Die Forschenden analysierten das Erbgut von 7.691 Salmonella-Proben aus 77 Ländern. Die Bakterien waren zwischen 1954 und 2024 entnommen worden. Alle standen im Zusammenhang mit sogenannten invasiven Infektionen. In diesen Fällen verlässt das Bakterium den Darm und erreicht normalerweise sterile Bereiche, insbesondere das Blut.

Kolorierte Rasterelektronenmikroskopie von Salmonella Typhimurium, rot dargestellt, im Kontakt mit kultivierten menschlichen Zellen.
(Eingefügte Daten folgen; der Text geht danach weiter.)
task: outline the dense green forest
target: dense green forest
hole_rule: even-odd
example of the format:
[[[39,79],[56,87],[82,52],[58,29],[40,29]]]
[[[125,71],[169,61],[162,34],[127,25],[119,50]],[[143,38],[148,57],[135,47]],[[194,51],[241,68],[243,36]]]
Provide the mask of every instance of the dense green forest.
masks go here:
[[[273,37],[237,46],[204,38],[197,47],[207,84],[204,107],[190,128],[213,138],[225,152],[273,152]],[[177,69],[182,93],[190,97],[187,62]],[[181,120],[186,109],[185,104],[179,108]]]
Kolorierte Rasterelektronenmikroskopie von Salmonella Typhimurium, rot dargestellt, im Kontakt mit kultivierten menschlichen Zellen.
Quelle: Rocky Mountain Laboratories, NIAID, NIH. Gemeinfrei.

Um ihre Resistenz zu verstehen, suchte das Team in ihrer DNA nach Genen, die die Bakterien vor bestimmten Medikamenten schützen können. Außerdem verglichen sie diese genetischen Daten mit den Ergebnissen von Labortests. Dieser Ansatz ermöglicht es, das Auftreten und die Verbreitung von Resistenzen über mehrere Jahrzehnte hinweg zu verfolgen.

Die Ergebnisse betreffen mehrere wichtige Behandlungsmöglichkeiten. Etwa 7,39 % der Proben wiesen eine Resistenz oder eine verringerte Empfindlichkeit gegenüber Ciprofloxacin auf. Bei Cephalosporinen der dritten Generation lag dieser Anteil bei 7,91 %. Fosfomycin war bei 4,23 % der Proben relevant, gegenüber 0,79 % bei Azithromycin.

Die Studie dient vor allem dazu, weltweite Entwicklungen bei den untersuchten Bakterien zu erkennen.

Mehrere Trends nehmen jedoch mit der Zeit zu. Die Forschenden stellen weltweit eine zunehmende Resistenz gegen Azithromycin fest. Außerdem beobachten sie mehr Resistenzen oder eine verringerte Empfindlichkeit gegenüber Ciprofloxacin und mehreren Cephalosporinen. Bestimmte genetische Mechanismen können sich daher in unterschiedlichen Bakterienlinien verbreiten.

Konkret kann sich ein resistentes Bakterium trotz eines Antibiotikums weiter vermehren, das es normalerweise abtöten oder sein Wachstum hemmen sollte. Der Ärztin oder dem Arzt stehen dann weniger wirksame Behandlungsmöglichkeiten zur Verfügung. Diese Situation ist bei einer invasiven Infektion besonders bedeutsam, da sie eine intensivere Versorgung erfordert.

Die weltweite Karte bleibt jedoch sehr lückenhaft. In mehreren Regionen Afrikas und Südamerikas gibt es deutlich weniger verfügbare Daten. Die Autorinnen und Autoren rufen daher dazu auf, die Sequenzierung und den Datenaustausch in bisher wenig überwachten Regionen auszubauen.

Diese genetische Überwachung kann auch das Auftreten eines neuen Resistenzmechanismus in einer Region schneller erkennen.